Die Gründe für den Aktienboom in Lateinamerika liegen auf der Hand: Nach der Stagnation wird die Region im Jahr 2000 voraussichtlich um 3,7 Prozent wachsen. Die wieder anziehende Konjunktur in Asien sowie das weiter hohe Wachstum sorgen für einen Anstieg der Rohstoffpreise. Das ist wichtig, denn die größten lateinamerikanischen Unternehmen exportieren fast nur Rohstoffe. Insgesamt hat sich die Region schneller als erwartet von der Krise der Emerging Markets erholt.

Klare Favoriten bleiben Brasilien und Mexiko. Die Nafta-Ökonomie wird gut gemanagt, profitiert von den höheren Öleinnahmen und dem boomenden US-Markt. Weil die Regierung gleichzeitig die Rahmenbedingungen für die Wirtschaft stetig verbessert und die Zinsen senken kann, setzen die Anleger jetzt auf einen lebhafteren Konsum. Bisher haben Telekom und Banktitel den Index hochgezogen.
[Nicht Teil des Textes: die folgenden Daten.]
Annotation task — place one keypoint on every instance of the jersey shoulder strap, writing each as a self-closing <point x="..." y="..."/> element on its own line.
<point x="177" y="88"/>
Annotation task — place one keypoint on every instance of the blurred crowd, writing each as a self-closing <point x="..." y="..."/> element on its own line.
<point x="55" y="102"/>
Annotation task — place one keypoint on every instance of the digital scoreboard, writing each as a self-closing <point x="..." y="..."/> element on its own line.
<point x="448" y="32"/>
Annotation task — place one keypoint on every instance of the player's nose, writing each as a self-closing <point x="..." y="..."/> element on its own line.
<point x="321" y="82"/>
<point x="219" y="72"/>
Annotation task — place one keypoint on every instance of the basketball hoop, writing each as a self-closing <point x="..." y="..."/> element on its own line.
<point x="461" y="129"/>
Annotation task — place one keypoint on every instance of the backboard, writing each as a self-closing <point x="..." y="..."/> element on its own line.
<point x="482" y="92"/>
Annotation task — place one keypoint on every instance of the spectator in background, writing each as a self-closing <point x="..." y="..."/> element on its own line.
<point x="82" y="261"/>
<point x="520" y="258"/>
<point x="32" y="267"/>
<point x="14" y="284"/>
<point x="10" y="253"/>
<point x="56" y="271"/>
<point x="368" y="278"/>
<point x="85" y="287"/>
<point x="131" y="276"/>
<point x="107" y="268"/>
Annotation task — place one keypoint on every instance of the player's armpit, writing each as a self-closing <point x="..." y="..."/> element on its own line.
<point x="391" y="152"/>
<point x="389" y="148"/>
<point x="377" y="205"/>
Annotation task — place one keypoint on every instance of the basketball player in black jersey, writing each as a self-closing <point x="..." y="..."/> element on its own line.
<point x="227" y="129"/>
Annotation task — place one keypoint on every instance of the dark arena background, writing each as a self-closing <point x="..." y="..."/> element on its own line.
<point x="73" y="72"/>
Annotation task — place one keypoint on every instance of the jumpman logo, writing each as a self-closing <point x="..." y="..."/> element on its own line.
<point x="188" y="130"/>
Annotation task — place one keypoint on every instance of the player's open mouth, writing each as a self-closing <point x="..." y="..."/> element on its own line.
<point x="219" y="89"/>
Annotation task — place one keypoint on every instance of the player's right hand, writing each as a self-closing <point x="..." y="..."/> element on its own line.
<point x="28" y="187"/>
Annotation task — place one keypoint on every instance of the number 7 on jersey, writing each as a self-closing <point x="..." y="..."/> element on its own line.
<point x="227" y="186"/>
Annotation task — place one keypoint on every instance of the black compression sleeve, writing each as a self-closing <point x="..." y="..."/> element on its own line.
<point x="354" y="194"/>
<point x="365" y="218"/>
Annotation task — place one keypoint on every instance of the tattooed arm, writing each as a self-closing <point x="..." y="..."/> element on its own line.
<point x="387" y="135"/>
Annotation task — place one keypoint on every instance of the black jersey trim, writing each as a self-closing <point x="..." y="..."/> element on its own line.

Die Deutsche Bank etwa hält ihre sieben ausdrücklichen Kaufempfehlungen ausschließlich im privaten Konsumbereich.

In Brasilien überrascht, dass das Land sein Abkommen mit dem IWF einhält und sein Haushaltsdefizit stark reduzieren kann. Auch die Inflationsraten bleiben niedrig, die Zinsen sind gesunken, der Wechselkurs verbessert sich leicht. Weil die ausländischen Direktinvestitionen fließen wie schon lange nicht mehr, erwarten die Analysten, dass die Wirtschaft sich schneller erholt als erwartet. Für Privatanleger gilt: Der Einstieg über Fonds ist weniger riskant als der Kauf von Einzeltiteln.

Wie lange wird die Hausse in Brasilien und Mexiko anhalten? Die Börsenindizes haben ein Potenzial von rund 30 Prozent bis Ende 2000. Und die meisten Analysten rechnen damit, dass die Kurse nur bis Mitte des Jahres steigen. Die Stimmung kann, etwa aus politischen Gründen, jederzeit wieder umschlagen.